According to the US Centers for Disease Control and Prevention (CDC), about three million US children have a food or digestive allergy – an 18 percent increase over the past 10 years. Eight types of food account for 90 percent of these food allergies: milk, eggs, peanuts, tree nuts, fish, shellfish, soy and wheat. Cooking allergy-free meals is a necessary – and for many, daunting – adjustment. Read on for more information about food allergies, including three family-friendly allergy-free recipes.

Allergy Free Cooking

Food allergies and your kids

The CDC report, released October 2008, indicates that 3.8 percent of boys and 4.1 percent of girls have food allergies. If your children are one of the three million with a food allergy, they are two
to four times more likely than other children to have asthma and other allergies, as well.

The report found that in 2007, 29 percent of children with a food allergy also had asthma, compared to 12 percent of children with no food allergies.

About 27 percent had eczema or other skin allergies compared to eight percent of most children.

Thirty percent had respiratory allergies compared with nine percent of the general population under 18 years old.

Food allergy symptoms

Reactions to foods that are allergenic range from a tingling sensation around the mouth and lips to hives, and sometimes even death in the most severe of cases. A review published in
the medical journal American Family Physician in June 2008, indicates that food allergy is the leading cause of nondrug-related anaphylaxis.

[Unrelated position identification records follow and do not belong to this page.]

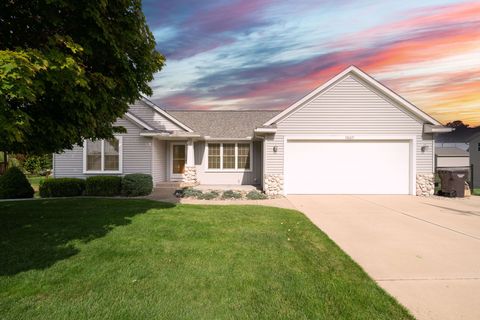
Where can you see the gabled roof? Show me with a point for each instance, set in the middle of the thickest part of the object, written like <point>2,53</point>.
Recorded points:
<point>366,78</point>
<point>460,135</point>
<point>165,114</point>
<point>136,120</point>
<point>223,124</point>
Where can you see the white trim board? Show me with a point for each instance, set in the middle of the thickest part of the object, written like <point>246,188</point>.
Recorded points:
<point>366,78</point>
<point>138,121</point>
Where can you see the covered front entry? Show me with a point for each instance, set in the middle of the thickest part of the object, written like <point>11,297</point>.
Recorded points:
<point>348,167</point>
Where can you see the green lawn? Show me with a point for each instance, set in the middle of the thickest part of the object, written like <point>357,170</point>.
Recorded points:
<point>140,259</point>
<point>35,182</point>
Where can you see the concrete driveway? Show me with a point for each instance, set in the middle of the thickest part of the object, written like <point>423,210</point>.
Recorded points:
<point>424,251</point>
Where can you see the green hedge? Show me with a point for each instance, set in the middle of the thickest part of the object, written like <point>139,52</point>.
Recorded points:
<point>14,185</point>
<point>103,186</point>
<point>256,195</point>
<point>62,187</point>
<point>137,184</point>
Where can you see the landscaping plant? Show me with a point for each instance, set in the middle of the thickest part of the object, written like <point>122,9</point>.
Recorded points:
<point>62,187</point>
<point>107,186</point>
<point>137,184</point>
<point>14,185</point>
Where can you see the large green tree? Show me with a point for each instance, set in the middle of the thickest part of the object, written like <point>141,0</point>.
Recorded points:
<point>69,69</point>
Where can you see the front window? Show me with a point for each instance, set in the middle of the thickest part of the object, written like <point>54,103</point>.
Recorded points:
<point>102,155</point>
<point>244,156</point>
<point>229,156</point>
<point>214,156</point>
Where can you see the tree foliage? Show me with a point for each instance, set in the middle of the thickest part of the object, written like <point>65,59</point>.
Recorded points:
<point>69,69</point>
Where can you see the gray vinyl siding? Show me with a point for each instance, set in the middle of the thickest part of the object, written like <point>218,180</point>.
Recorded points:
<point>137,155</point>
<point>232,178</point>
<point>475,161</point>
<point>152,117</point>
<point>159,160</point>
<point>349,107</point>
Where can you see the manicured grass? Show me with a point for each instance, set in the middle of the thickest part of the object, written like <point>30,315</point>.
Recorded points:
<point>35,182</point>
<point>140,259</point>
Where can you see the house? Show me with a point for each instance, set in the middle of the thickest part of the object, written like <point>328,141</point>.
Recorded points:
<point>352,135</point>
<point>474,149</point>
<point>450,157</point>
<point>467,139</point>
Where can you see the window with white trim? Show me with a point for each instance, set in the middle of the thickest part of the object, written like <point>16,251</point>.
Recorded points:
<point>229,156</point>
<point>103,156</point>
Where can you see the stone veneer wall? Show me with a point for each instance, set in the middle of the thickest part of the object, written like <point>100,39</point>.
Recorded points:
<point>190,174</point>
<point>273,184</point>
<point>425,184</point>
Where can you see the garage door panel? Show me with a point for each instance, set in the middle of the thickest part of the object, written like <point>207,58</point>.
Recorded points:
<point>347,167</point>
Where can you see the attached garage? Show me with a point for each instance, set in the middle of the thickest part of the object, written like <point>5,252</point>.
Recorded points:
<point>348,166</point>
<point>351,135</point>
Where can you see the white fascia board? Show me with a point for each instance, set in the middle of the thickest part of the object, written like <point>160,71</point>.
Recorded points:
<point>166,114</point>
<point>138,121</point>
<point>368,79</point>
<point>428,128</point>
<point>265,130</point>
<point>227,139</point>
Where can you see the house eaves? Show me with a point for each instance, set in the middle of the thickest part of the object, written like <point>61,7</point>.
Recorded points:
<point>368,80</point>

However, experts say that many people – children included – often blame food allergies when they really aren’t allergic. Studies suggest that only 10 percent of those people who
believe they have a food allergy actually have one. There are ways to figure out if your child has a bona fide allergy to foods.

Food allergy testing

No one knows how or why children develop food allergies or why some children outgrow them and others remain allergic for life. Regardless, getting a proper diagnosis can prevent more serious
conditions and, in some cases, even save your child’s life.

If you suspect that your child has a food allergy, talk to your doctor or an allergist. They may suggest the skin prick test, serum allergy specific IgE concentration test, double blind food
challenge, and/or food elimination diet.

In the meantime, don’t let your child eat the offending food. If you aren’t sure what food caused the allergic reaction, you may consider keeping your child’s diet free of milk,
eggs, peanuts, tree nuts, fish, shellfish, soy and wheat until you can touch base with your healthcare provider.